The figures landed against a difficult backdrop. The expiry of a $7,500 federal tax credit in the US at the end of September removed a significant incentive for buyers, while regulatory delays in Europe have held back the rollout of Tesla's Full Self-Driving system, pressing down demand across the region.
Inventory gap widens
Production outpaced deliveries by 50,363 vehicles in the quarter, the widest such gap in at least four years, pointing to a build-up of unsold stock. Model 3 and Model Y deliveries came in at 341,900, below the Street's 355,000 estimate, though other models delivered 16,100 units, ahead of the 12,400 forecast.

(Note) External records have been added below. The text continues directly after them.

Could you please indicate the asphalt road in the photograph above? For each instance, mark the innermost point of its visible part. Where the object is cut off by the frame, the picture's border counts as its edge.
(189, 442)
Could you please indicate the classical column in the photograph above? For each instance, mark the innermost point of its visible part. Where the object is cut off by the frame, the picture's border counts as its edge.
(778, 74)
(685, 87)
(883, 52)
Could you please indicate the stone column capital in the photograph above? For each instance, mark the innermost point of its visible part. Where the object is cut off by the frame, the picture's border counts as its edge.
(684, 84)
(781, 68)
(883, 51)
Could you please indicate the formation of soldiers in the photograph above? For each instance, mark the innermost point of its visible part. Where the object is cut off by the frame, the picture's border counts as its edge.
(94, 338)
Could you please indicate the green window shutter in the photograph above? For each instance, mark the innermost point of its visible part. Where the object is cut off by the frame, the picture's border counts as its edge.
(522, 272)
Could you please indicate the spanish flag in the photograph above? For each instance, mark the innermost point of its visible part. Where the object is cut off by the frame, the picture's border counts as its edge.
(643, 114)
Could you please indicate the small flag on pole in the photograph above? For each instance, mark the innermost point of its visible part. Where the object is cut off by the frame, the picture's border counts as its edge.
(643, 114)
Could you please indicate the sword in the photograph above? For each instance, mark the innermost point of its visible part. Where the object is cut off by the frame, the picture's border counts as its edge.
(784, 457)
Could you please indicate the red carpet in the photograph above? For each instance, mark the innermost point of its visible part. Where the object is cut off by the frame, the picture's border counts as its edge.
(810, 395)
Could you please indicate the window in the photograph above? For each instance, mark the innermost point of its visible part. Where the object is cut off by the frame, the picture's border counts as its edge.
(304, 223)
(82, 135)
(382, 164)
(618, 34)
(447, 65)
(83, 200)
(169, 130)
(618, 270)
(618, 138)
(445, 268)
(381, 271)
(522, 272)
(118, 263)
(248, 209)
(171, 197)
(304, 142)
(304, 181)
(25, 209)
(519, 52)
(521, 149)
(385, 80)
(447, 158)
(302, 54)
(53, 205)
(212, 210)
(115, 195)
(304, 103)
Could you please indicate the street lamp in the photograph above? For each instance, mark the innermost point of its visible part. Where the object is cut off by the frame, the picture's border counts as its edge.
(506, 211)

The energy storage division was the other notable miss. Tesla deployed 8.8 gigawatt-hours of storage products in the quarter, down 15.4% from a year earlier and well short of analyst expectations of 14.4 gigawatt-hours. Wedbush Securities noted the shortfall partly reflects preparations for shipments of the next-generation Megapack 3 and Megablock products under a recently signed deal with LG.
China provides some cover
Against the broader weakness, China offered a positive. Tesla's China-made vehicle sales rose for a second consecutive quarter, with deliveries for the first two months of 2026 up 35% year-on-year to 127,728 units, including 91% growth in February, according to Wedbush.
Europe, which weighed heavily on Tesla's global numbers last year, has shown signs of stabilising, with the company gaining ground in markets including France. A Dutch regulatory decision on FSD approval is expected this month, which could open the door to a wider European rollout and provide a demand boost in the second half of the year.
Investors look past the car numbers
Wedbush Securities, which maintains an Outperform rating and a $600 price target on the stock, said the soft delivery figures were no shock given the current EV environment. Analyst Dan Ives said the investment focus has shifted firmly towards Tesla's artificial intelligence ambitions, including its robotaxi service, FSD subscription model, and humanoid robotics programme.
Tesla has begun rolling out unsupervised robotaxi rides in Austin, with volume production of its Cybercab model due to start in April or May. The company is also converting its former Model S and Model X manufacturing facilities into production lines for its Gen3 Optimus robot, targeting an eventual rate of one million units a year. Wedbush puts total capital expenditure tied to these new factories, including AI compute, at around $20 billion.
FSD moved to a subscription-only model in February, a shift Wedbush expects to push penetration above 50% and reshape Tesla's financial margins over time.